Tips to stop drinking alcohol

Suffering from drug addiction or having an addictive behavior in itself is one of the worst things that can happen to a person in life. Therefore, healing is not an easy task. And it is that wanting to get out of addiction such as alcoholism can become a titanic internal struggle where personal effort and perseverance are two basic aspects to achieving total recovery. Obviously, going to a specialist or even entering an addiction treatment center is the main solution to deal with the problem. Still, there are a number of tips that can help a person to stop drinking alcohol. In this article, we will see what are some of those tips to keep in mind.

Admit you have a problem

Stop drinking alcohol

As in so many situations in life where something is not working well. The first step is always to admit that there is a problem, which will greatly help the alcoholic person to recover. Realizing that alcohol is making it impossible for you to live the life you’d like is a clear sign that you need to do something about it. The substance has become a serious problem for both the addict and his closest environment.

seek psychological help

There are many professionals specializing in addiction problems. In addition, the social acceptance of alcohol and its easy availability means that cases of people who go to a psychologist to deal with their alcohol addiction are common. It is the psychologist who, in collaboration with other doctors such as psychiatrists, will establish the best treatment and detoxification program to combat addictive behavior. Seeking the help of a professional is another critical first step in ensuring a successful recovery process.

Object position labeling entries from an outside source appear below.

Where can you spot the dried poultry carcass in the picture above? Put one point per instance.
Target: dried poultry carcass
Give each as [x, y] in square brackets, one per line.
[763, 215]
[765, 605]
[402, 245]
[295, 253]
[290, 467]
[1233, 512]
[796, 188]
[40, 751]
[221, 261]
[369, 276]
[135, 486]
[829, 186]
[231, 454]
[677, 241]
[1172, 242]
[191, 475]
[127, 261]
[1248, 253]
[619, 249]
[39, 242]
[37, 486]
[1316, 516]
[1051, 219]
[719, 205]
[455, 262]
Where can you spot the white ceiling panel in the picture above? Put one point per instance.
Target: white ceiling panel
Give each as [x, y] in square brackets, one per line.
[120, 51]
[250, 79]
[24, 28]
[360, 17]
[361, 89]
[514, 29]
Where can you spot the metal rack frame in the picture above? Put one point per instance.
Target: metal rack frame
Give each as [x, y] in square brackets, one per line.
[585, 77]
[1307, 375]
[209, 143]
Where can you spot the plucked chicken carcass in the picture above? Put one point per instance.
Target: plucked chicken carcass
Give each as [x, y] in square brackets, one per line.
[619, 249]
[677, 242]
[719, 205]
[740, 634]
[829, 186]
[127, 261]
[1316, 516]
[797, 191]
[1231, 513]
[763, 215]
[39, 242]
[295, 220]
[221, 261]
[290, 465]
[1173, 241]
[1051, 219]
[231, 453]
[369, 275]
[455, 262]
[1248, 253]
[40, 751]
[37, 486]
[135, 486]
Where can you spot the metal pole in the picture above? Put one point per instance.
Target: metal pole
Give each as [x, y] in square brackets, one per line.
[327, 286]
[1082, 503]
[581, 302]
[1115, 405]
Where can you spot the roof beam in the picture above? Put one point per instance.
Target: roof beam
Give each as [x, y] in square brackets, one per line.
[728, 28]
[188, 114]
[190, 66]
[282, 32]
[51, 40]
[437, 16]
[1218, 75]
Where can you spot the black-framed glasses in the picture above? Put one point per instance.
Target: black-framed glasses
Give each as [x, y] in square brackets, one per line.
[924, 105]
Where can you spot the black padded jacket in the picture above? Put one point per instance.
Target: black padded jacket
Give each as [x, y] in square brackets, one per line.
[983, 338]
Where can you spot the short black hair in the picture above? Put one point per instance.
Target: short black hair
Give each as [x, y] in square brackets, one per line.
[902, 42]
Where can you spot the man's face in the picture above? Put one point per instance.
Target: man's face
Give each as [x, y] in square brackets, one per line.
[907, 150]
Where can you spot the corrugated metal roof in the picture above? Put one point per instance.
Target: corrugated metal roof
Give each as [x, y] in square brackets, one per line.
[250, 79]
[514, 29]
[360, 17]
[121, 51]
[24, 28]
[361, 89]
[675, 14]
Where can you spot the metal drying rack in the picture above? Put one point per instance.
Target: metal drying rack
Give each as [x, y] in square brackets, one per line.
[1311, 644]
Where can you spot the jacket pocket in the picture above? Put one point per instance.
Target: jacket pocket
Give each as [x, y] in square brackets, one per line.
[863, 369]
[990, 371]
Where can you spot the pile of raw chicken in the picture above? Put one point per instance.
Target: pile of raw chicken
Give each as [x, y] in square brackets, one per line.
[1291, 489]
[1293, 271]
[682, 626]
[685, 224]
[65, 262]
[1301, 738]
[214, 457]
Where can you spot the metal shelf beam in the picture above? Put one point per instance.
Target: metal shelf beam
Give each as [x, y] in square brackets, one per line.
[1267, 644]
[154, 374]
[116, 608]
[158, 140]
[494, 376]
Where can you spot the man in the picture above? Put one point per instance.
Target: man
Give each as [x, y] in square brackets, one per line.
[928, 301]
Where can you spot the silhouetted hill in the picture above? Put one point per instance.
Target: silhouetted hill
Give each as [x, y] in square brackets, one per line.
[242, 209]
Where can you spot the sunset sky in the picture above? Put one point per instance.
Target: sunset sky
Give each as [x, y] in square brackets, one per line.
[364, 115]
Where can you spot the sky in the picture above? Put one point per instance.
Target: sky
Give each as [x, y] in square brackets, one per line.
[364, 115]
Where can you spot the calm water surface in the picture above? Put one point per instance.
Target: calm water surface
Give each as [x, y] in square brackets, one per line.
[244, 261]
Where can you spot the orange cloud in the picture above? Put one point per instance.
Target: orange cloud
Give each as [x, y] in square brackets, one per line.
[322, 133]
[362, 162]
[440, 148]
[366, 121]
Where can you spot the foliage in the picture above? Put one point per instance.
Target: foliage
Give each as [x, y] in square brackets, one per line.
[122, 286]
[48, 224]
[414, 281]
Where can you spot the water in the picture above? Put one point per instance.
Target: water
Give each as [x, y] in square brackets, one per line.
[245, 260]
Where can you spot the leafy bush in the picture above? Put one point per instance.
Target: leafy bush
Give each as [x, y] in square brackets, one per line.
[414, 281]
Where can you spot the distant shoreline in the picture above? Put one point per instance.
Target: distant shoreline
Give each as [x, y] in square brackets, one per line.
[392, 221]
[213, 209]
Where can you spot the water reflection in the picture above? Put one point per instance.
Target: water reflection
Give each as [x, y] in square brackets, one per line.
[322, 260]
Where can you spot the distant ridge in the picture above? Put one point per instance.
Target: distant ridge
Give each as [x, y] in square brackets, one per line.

Write down the reasons for wanting to give up alcohol

Giving up a consumption that has become an uncontrollable addiction is not easy. In order to make positive progress towards this goal, it is important to be clear about where you are going and why you are doing it. It can be useful to write down on a piece of paper the reasons why the addict wants to stop or reduce the consumption of alcoholic beverages and put the paper somewhere conspicuous in the kitchen or bedroom. In the short term, the benefits of quitting include not wasting money on drinks. Enjoying more lucid and interesting conversations, sleeping better at night. Or not wasting time because you’re hungover.

Communicate to acquaintances about the desire to quit alcohol

Informing those closest to you that a decision has been made to stop drinking alcohol can help the addict to be more consistent and to commit more to themselves. In addition, it is a step that will also encourage family and friends to want to help and will be aware of the seriousness of the problem. Thus, the addict can ask them not to offer him any type of alcoholic beverage or propose activities where there is no alcohol.

Break ties with people who encourage drinking

If before we saw how there are people who can help the addict to get out of his situation, there are others who can achieve just the opposite. They are those people who encourage the consumer to continue drinking alcohol. This may happen because they do not understand the seriousness of the matter or because they may also have a problem with alcohol that they have not yet accepted. It may happen that the drink is the link with lifelong friends with whom you go to the bar on weekends or with whom you used to have a bottle. Even if they are lifelong friends, if these people can be a problem to get out of addiction, it will be necessary to break the relationship with them. It will not be easy, but it is imposed as necessary.

Identify the reasons that have led to addiction

Finding the reasons why you have become dependent on alcohol can be many and varied. Finding them all may require deep thought. Making a list where you write down all the situations, people, places, and reasons that have contributed to consuming alcohol can be a very beneficial exercise. In this sense, it is especially useful to be aware of how the addict felt before and after drinking in each of the contexts. For example, drinking in a bar with friends while celebrating is not the same as drinking at home alone after arguing with your partner. This exercise will serve to work on strategies with the psychologist to learn how to deal with adverse situations and avoid drinking.